Grand amateur de jeux de langage et de batraciens, Jean-Pierre Brisset (1837-1919) écrivit à ses heures perdues de surveillant de gare une œuvre parfaitement farfelue. Le Brisset sans peine de Gilles Rosière est une anthologie qui réunit textes et conférences de celui qui fut sacré « Prince des penseurs » à la suite d’un canular de Jules Romain et ses amis.
On y trouve notamment, extraite de la Grammaire logique, la thèse la plus audacieuse de Brisset, qui fait dériver les langues indo-européennes du chant des grenouilles. Avec l’apparence du plus grand sérieux, Brisset entend démontrer qu’un grand nombre d’expressions n’ont pas une étymologie latine mais batracienne. Ce qui s’explique par des causes naturelles : notre langage conserve les traces de notre ancien état aquatique, où nous avions « l’eau au séant » l’océan premier étant un marécage, une soupe où nos ancêtres « en sauce y étaient, y étaient en société ». Par ailleurs, si nous nous figurions l’usage de la parole comme noble privilège de notre humanité, nous apprendrons à nos dépens que ce fut le sexe qui nous arracha les premières voix.
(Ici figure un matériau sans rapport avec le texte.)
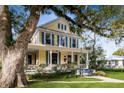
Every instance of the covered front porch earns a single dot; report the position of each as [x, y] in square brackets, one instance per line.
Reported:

L’homme naquit au langage articulé et donc à la pensée quand il découvrit son sexe, source intarissable d’étonnement philosophique : « Sais que c’est ? (…) Ce exe, sais que ce ? Ce qui devint : sexe ».
Que pareille théorie du langage ait été refusée à un concours de l’Académie ne nous surprendra pas. Ni, a contrario, que cette même théorie ait séduit les maîtres du surréalisme et les éminences grises de la pataphysique.
Le Brisset sans peine de Jean-Pierre Brisset
(textes choisis et adaptés par Gilles Rosière)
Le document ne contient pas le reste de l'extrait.